# Exercise 1 -  Sakila Star Schema & ETL  

All the database tables in this demo are based on public database samples and transformations
- `Sakila` is a sample database created by `MySql` [Link](https://dev.mysql.com/doc/sakila/en/sakila-structure.html)
- The postgresql version of it is called `Pagila` [Link](https://github.com/devrimgunduz/pagila)
- The facts and dimension tables design is based on O'Reilly's public dimensional modelling tutorial schema [Link](http://archive.oreilly.com/oreillyschool/courses/dba3/index.html)

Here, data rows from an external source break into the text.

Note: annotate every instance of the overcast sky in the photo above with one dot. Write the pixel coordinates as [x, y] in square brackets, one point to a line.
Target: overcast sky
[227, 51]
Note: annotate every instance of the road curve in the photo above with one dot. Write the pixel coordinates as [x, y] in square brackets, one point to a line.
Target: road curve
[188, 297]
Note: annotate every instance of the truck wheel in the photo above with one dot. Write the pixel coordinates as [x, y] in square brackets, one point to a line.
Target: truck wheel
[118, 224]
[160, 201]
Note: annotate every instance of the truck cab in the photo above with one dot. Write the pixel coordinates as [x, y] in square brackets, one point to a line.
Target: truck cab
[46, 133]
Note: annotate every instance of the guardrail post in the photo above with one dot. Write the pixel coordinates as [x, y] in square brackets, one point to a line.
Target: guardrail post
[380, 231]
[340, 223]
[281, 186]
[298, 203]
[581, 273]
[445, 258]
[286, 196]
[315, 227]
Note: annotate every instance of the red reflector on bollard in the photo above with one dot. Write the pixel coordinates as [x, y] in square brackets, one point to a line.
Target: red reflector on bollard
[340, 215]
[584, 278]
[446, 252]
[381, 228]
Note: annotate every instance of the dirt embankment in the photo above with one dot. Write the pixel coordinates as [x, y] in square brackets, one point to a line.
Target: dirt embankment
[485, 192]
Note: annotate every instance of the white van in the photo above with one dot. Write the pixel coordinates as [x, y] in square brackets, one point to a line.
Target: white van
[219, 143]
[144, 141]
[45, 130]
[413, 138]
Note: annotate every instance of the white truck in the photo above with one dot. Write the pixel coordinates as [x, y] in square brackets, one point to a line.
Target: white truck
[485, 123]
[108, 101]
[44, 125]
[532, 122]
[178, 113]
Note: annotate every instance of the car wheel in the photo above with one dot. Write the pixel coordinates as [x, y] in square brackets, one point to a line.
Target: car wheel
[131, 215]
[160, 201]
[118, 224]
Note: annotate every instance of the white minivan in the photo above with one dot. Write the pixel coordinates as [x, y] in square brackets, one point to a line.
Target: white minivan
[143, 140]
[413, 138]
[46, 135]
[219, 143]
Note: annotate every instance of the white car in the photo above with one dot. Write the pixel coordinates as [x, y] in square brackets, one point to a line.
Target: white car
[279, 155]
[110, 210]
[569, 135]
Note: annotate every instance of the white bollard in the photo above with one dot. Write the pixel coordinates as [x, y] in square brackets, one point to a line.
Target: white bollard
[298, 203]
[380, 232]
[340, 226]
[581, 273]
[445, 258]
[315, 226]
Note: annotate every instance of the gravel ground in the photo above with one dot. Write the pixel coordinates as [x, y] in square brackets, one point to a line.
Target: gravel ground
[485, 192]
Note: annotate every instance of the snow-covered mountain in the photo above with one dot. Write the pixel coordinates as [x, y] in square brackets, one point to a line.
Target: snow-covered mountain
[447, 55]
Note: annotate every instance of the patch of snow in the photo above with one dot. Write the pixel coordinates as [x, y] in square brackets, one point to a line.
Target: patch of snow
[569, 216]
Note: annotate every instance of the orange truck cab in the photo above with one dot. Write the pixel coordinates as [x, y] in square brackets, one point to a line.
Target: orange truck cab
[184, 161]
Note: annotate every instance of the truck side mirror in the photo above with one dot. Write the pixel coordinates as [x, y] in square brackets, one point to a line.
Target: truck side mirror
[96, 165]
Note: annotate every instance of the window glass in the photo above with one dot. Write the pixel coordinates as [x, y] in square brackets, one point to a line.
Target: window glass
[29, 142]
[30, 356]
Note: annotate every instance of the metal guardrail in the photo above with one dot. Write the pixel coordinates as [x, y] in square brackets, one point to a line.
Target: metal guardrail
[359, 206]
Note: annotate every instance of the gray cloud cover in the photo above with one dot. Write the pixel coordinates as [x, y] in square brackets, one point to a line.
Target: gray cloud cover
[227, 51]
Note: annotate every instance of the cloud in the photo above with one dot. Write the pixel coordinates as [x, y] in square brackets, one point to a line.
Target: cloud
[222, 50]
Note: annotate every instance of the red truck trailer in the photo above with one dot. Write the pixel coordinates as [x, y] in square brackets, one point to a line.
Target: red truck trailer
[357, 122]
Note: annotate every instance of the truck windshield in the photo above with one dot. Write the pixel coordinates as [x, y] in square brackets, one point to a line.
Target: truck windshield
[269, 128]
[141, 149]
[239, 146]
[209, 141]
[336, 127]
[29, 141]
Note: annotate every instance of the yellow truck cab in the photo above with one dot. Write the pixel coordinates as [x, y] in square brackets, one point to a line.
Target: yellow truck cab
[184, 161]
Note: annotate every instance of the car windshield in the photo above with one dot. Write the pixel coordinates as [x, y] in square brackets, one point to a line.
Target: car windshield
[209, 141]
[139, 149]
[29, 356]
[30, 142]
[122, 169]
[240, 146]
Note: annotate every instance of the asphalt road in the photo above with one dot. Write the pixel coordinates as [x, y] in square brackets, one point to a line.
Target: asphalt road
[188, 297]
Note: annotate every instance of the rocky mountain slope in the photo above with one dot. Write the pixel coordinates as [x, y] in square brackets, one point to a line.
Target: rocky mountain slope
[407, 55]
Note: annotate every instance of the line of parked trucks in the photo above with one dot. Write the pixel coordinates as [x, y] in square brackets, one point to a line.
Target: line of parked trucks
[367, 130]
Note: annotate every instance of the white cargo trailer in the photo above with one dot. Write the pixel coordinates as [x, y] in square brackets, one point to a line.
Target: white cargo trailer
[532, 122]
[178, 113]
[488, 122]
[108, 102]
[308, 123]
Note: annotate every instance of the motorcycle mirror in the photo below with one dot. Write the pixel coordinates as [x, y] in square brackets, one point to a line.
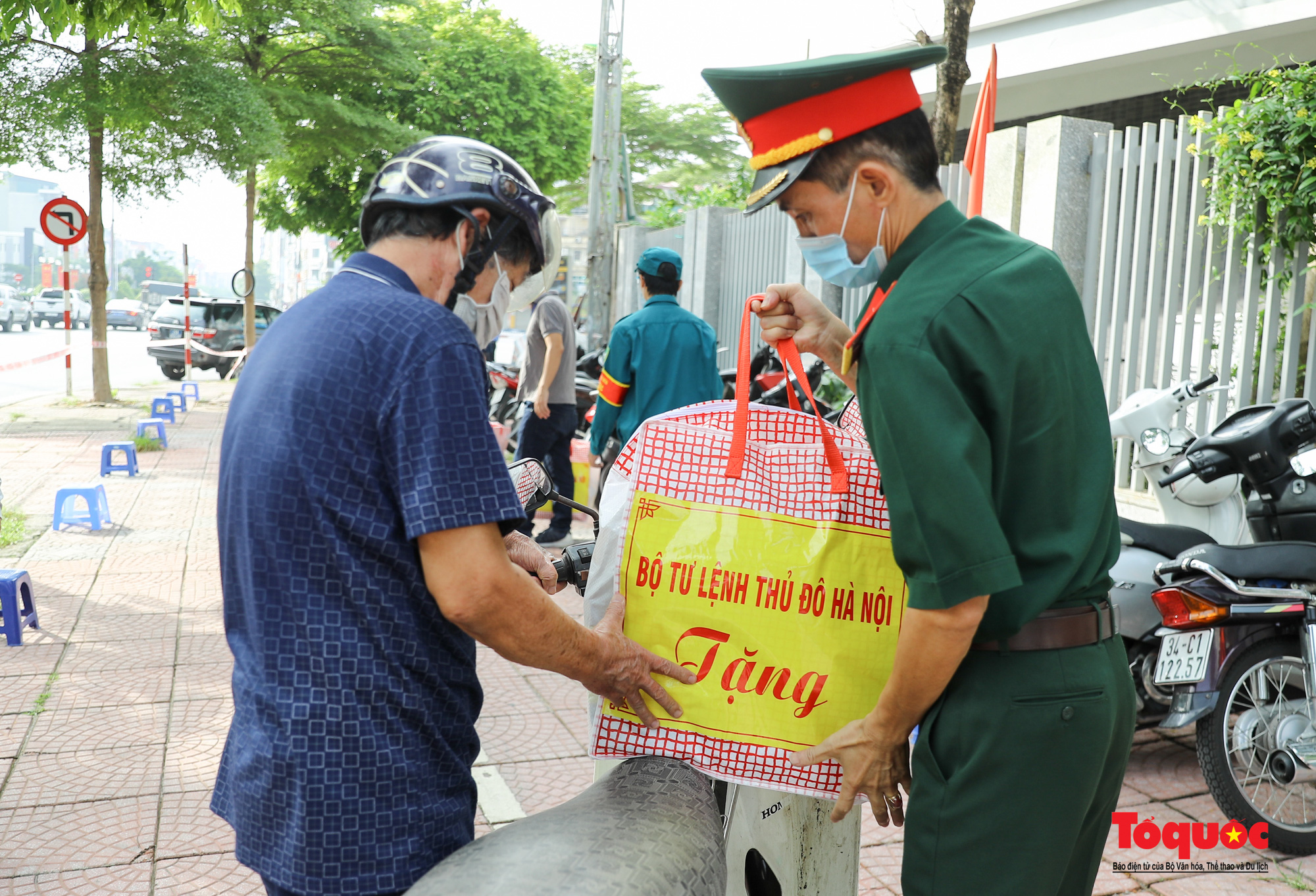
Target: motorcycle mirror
[534, 487]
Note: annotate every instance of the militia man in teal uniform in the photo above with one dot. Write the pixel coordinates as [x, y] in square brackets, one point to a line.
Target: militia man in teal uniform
[660, 359]
[981, 398]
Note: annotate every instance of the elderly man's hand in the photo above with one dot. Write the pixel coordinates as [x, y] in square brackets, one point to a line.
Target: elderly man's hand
[873, 762]
[524, 553]
[628, 669]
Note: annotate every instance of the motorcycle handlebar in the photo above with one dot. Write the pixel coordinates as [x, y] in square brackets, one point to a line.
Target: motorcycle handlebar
[1176, 477]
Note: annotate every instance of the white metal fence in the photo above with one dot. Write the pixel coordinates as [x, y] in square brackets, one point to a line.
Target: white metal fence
[1175, 299]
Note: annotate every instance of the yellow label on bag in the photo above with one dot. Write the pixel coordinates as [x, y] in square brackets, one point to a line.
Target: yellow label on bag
[790, 624]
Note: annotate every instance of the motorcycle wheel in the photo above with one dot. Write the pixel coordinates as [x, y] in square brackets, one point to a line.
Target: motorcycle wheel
[1263, 709]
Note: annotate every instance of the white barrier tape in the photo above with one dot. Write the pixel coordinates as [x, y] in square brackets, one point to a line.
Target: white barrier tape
[16, 365]
[197, 347]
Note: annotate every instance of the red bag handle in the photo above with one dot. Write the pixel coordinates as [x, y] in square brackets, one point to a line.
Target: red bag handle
[792, 360]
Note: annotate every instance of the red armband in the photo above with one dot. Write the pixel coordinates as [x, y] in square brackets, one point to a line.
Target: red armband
[611, 390]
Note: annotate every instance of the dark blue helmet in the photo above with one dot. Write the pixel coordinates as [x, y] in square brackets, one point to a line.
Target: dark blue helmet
[463, 174]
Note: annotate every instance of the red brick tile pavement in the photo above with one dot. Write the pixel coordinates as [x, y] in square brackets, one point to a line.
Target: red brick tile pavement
[110, 793]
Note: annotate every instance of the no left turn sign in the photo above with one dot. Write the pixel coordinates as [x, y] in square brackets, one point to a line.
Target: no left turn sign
[64, 222]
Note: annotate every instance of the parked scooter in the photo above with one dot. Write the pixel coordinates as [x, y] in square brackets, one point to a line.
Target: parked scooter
[1239, 645]
[1196, 514]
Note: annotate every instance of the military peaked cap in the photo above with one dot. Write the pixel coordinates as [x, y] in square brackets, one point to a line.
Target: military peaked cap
[786, 112]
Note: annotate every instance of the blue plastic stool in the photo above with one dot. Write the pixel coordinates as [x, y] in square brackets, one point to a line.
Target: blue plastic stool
[107, 459]
[18, 610]
[164, 410]
[98, 506]
[143, 426]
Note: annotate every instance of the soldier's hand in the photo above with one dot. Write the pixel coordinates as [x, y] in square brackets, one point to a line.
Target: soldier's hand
[790, 311]
[874, 762]
[627, 670]
[524, 553]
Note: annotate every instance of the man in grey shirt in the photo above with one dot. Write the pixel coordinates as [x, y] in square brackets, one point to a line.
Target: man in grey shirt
[548, 389]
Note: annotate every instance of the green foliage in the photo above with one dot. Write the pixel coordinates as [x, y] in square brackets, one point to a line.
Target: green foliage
[730, 191]
[14, 528]
[1264, 178]
[161, 269]
[476, 74]
[677, 152]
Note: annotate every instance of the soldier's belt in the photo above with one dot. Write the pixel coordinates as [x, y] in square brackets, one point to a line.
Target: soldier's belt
[1055, 630]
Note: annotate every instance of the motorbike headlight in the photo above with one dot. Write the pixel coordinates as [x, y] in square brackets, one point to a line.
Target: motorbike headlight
[1155, 441]
[1305, 462]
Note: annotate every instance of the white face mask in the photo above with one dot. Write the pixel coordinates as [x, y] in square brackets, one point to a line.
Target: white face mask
[830, 256]
[486, 322]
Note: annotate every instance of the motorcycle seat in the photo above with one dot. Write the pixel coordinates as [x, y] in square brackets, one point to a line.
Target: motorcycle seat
[651, 828]
[1167, 541]
[1290, 561]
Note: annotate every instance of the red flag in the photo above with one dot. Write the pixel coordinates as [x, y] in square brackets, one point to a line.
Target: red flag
[976, 153]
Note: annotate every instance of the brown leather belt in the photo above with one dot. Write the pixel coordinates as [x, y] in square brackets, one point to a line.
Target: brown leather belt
[1055, 630]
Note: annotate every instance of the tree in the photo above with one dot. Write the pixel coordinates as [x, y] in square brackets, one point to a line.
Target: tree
[318, 68]
[77, 78]
[952, 76]
[478, 76]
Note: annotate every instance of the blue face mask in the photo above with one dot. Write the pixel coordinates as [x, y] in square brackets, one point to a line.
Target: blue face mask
[830, 257]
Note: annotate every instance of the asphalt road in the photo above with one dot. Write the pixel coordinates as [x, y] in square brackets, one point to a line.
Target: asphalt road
[130, 365]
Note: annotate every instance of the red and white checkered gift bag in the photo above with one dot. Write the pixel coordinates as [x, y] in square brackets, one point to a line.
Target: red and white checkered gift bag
[752, 547]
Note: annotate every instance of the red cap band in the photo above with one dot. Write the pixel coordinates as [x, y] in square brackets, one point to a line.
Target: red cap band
[815, 122]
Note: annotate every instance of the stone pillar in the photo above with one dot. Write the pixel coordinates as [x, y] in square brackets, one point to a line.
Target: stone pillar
[1056, 189]
[703, 261]
[1003, 182]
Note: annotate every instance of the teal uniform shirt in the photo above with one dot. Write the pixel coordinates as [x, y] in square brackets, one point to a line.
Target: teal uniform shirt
[660, 359]
[985, 410]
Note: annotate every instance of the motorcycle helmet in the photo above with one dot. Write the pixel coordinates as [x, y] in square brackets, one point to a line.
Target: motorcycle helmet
[464, 174]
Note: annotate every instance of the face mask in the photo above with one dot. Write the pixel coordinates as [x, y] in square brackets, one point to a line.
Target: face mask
[486, 322]
[830, 257]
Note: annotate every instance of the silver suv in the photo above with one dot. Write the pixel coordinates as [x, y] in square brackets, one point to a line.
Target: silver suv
[49, 307]
[15, 310]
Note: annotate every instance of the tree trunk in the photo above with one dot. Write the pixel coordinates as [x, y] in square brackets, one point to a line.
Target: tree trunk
[952, 76]
[98, 281]
[249, 303]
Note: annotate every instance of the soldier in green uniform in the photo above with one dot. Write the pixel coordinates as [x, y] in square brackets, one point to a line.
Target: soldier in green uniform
[981, 398]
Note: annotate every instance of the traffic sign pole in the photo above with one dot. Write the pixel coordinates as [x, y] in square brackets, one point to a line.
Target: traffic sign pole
[188, 322]
[65, 223]
[69, 332]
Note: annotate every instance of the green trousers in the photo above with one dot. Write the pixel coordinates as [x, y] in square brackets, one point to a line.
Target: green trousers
[1017, 773]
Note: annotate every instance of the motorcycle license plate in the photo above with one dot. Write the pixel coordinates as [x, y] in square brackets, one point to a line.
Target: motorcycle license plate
[1184, 657]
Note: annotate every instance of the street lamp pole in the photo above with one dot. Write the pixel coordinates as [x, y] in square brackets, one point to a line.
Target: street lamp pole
[607, 170]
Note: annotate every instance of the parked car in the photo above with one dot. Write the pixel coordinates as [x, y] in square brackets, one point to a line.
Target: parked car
[15, 310]
[127, 312]
[216, 324]
[51, 307]
[157, 291]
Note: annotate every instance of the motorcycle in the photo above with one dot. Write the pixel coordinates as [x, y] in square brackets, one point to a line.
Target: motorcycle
[1239, 637]
[535, 490]
[1196, 514]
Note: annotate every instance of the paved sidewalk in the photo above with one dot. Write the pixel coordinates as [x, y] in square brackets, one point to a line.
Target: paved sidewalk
[114, 718]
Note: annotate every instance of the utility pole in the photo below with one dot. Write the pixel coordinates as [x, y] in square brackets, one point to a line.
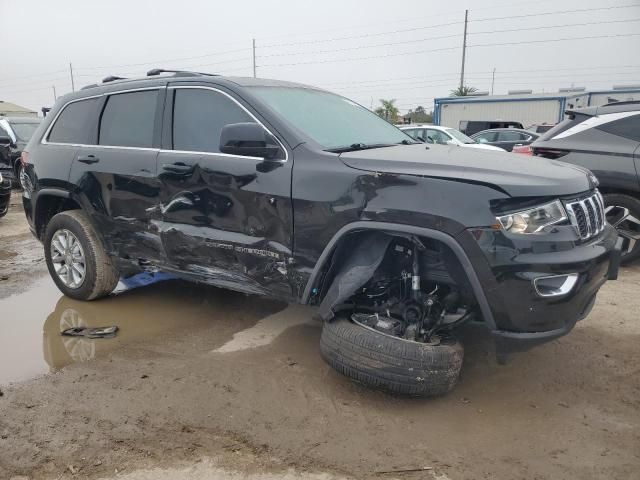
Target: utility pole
[73, 86]
[493, 79]
[464, 48]
[254, 57]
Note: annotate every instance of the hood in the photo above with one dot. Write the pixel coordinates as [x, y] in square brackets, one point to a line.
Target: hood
[517, 175]
[483, 147]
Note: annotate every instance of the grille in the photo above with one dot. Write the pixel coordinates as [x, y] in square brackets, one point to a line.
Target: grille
[587, 215]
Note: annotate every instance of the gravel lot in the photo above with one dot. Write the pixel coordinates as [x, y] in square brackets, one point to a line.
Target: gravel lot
[202, 383]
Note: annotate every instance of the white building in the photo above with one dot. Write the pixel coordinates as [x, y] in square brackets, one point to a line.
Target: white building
[523, 106]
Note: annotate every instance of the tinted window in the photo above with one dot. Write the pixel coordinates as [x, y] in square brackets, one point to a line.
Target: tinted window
[436, 136]
[416, 134]
[128, 119]
[512, 137]
[72, 124]
[198, 118]
[628, 127]
[487, 137]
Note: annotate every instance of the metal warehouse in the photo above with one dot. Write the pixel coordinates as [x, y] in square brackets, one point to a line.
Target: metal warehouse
[523, 106]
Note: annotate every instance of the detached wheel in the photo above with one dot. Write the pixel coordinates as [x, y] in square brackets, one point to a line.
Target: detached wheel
[623, 213]
[76, 259]
[391, 364]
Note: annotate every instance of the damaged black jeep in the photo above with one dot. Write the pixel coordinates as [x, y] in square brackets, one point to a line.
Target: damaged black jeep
[289, 191]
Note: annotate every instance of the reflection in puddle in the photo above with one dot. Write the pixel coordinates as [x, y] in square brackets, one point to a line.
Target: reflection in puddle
[268, 329]
[28, 348]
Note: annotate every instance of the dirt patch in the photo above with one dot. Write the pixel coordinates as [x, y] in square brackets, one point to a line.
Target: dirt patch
[204, 381]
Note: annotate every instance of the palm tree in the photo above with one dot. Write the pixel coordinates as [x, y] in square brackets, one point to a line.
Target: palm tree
[463, 91]
[388, 110]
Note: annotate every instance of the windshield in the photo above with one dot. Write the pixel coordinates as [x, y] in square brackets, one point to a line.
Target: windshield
[332, 121]
[459, 136]
[24, 131]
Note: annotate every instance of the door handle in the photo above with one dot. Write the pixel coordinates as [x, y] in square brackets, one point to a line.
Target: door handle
[177, 167]
[88, 159]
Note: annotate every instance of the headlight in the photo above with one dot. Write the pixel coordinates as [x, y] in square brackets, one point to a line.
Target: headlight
[534, 219]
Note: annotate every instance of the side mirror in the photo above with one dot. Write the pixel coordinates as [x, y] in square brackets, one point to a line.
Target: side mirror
[248, 139]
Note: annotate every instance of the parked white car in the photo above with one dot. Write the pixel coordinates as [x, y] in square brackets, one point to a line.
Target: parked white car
[444, 136]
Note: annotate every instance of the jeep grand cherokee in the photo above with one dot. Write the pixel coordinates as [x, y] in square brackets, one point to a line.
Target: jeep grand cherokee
[285, 190]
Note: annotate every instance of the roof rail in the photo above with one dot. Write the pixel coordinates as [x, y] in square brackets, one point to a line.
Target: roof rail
[112, 78]
[181, 73]
[626, 102]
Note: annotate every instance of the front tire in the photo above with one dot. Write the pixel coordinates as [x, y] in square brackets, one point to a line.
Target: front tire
[76, 259]
[623, 212]
[391, 364]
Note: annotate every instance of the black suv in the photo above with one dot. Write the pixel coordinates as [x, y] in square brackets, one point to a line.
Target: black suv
[606, 140]
[285, 190]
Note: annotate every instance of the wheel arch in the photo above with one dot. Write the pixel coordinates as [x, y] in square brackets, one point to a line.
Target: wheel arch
[47, 203]
[401, 229]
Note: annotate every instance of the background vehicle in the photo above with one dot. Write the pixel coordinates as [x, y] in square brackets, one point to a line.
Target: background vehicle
[399, 245]
[19, 130]
[606, 140]
[505, 138]
[5, 195]
[444, 136]
[469, 127]
[540, 128]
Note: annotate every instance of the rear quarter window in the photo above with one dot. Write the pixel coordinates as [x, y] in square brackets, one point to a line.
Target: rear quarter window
[72, 125]
[628, 127]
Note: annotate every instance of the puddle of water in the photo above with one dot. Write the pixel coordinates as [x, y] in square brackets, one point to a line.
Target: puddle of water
[207, 470]
[31, 322]
[268, 329]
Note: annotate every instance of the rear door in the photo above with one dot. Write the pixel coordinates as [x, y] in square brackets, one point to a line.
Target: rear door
[225, 218]
[116, 172]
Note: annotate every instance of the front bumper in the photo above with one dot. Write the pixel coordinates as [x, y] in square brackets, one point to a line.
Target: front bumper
[510, 265]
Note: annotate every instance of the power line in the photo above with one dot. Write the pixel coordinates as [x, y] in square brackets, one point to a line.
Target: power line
[365, 35]
[359, 58]
[555, 26]
[557, 12]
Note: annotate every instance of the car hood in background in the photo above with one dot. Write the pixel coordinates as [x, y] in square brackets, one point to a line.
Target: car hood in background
[483, 147]
[517, 175]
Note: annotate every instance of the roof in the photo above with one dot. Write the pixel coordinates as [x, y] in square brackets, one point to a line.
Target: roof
[7, 108]
[515, 97]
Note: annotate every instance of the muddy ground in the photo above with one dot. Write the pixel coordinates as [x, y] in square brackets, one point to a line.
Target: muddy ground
[202, 383]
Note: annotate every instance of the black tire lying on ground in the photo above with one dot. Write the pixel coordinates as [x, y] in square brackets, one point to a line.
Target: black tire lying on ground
[391, 364]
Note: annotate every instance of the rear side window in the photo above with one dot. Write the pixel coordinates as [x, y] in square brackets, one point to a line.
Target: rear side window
[128, 119]
[628, 127]
[72, 125]
[198, 118]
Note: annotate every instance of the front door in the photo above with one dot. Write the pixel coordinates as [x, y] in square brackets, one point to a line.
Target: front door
[226, 219]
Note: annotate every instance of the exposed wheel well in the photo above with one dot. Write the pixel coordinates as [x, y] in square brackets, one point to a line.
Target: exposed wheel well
[48, 206]
[384, 270]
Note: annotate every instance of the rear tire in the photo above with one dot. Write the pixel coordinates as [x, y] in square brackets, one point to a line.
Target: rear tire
[100, 276]
[391, 364]
[615, 203]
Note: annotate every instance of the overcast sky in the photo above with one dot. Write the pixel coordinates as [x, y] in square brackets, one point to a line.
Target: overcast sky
[409, 50]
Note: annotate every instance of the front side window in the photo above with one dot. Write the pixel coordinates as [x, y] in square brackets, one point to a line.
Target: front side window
[199, 116]
[331, 120]
[628, 127]
[72, 125]
[436, 136]
[128, 119]
[511, 137]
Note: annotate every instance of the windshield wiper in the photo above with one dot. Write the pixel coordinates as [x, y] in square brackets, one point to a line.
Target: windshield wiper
[359, 146]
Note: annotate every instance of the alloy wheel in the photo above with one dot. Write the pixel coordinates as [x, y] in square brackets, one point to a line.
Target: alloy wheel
[68, 258]
[627, 225]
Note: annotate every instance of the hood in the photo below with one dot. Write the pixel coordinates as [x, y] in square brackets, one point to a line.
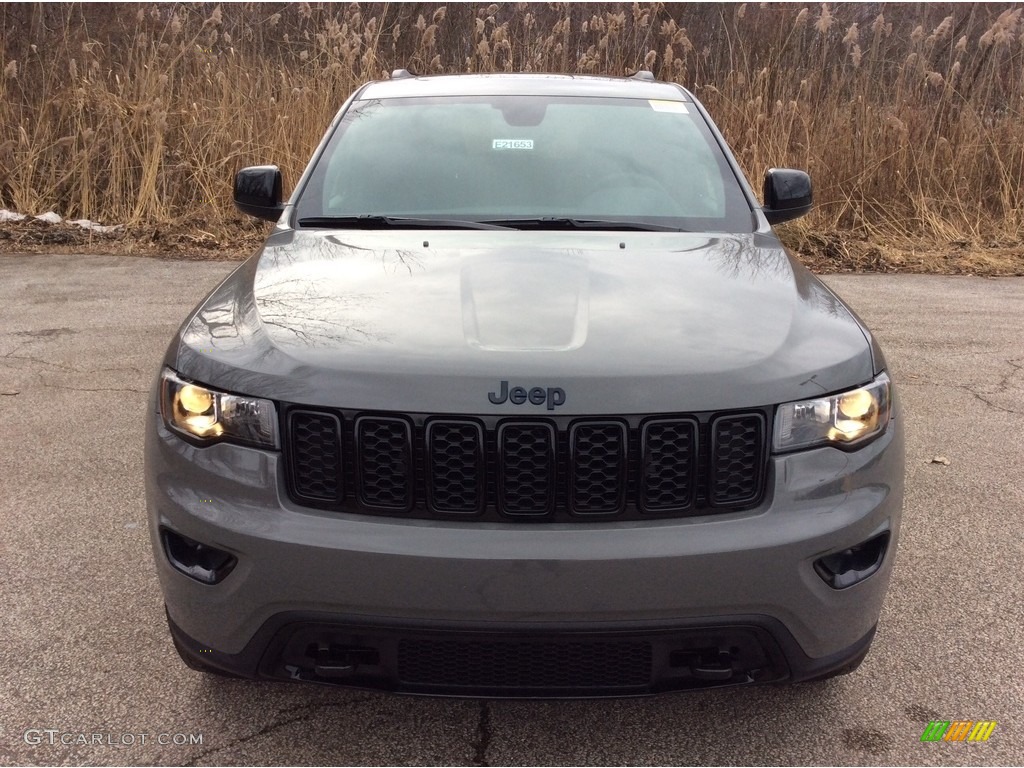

# STEP0: Using ipython-sql

- Load ipython-sql: `%load_ext sql`

- To execute SQL queries you write one of the following atop of your cell: 
    - `%sql`
        - For a one-liner SQL query
        - You can access a python var using `$`    
    - `%%sql`
        - For a multi-line SQL query
        - You can **NOT** access a python var using `$`


- Running a connection string like:
`postgresql://postgres:postgres@db:5432/pagila` connects to the database


# STEP1 : Connect to the local database where Pagila is loaded

##  1.1 Create the pagila db and fill it with data
- Adding `"!"` at the beginning of a jupyter cell runs a command in a shell, i.e. we are not running python code but we are running the `createdb` and `psql` postgresql commmand-line utilities

In [1]:
!pip install psycopg2-binary
!pip install ipython-sql
!pip install pandas



In [1]:
!PGPASSWORD=postgres createdb -h 127.0.0.1 -p 5432 -U postgres pagila
!PGPASSWORD=postgres psql -q -h 127.0.0.1 -p 5432 -U postgres -d pagila -f Data/pagila-schema.sql
!PGPASSWORD=postgres psql -q -h 127.0.0.1 -p 5432 -U postgres -d pagila -f Data/pagila-data.sql

'PGPASSWORD' is not recognized as an internal or external command,
operable program or batch file.
'PGPASSWORD' is not recognized as an internal or external command,
operable program or batch file.
'PGPASSWORD' is not recognized as an internal or external command,
operable program or batch file.


## 1.2 Connect to the newly created db

In [3]:
%load_ext sql

In [4]:
DB_ENDPOINT = "127.0.0.1"
DB = 'pagila'
DB_USER = 'postgres'
DB_PASSWORD = '1'
DB_PORT = '5432'

# postgresql://username:password@host:port/database
conn_string = "postgresql://{}:{}@{}:{}/{}" \
                        .format(DB_USER, DB_PASSWORD, DB_ENDPOINT, DB_PORT, DB)

print(conn_string)


postgresql://postgres:1@127.0.0.1:5432/pagila


In [5]:
%sql $conn_string

(psycopg2.OperationalError) connection to server at "127.0.0.1", port 5432 failed: FATAL:  database "pagila" does not exist
 (Background on this error at: http://sqlalche.me/e/e3q8)
Connection info needed in SQLAlchemy format, example:
               postgresql://username:password@hostname/dbname
               or an existing connection: dict_keys([])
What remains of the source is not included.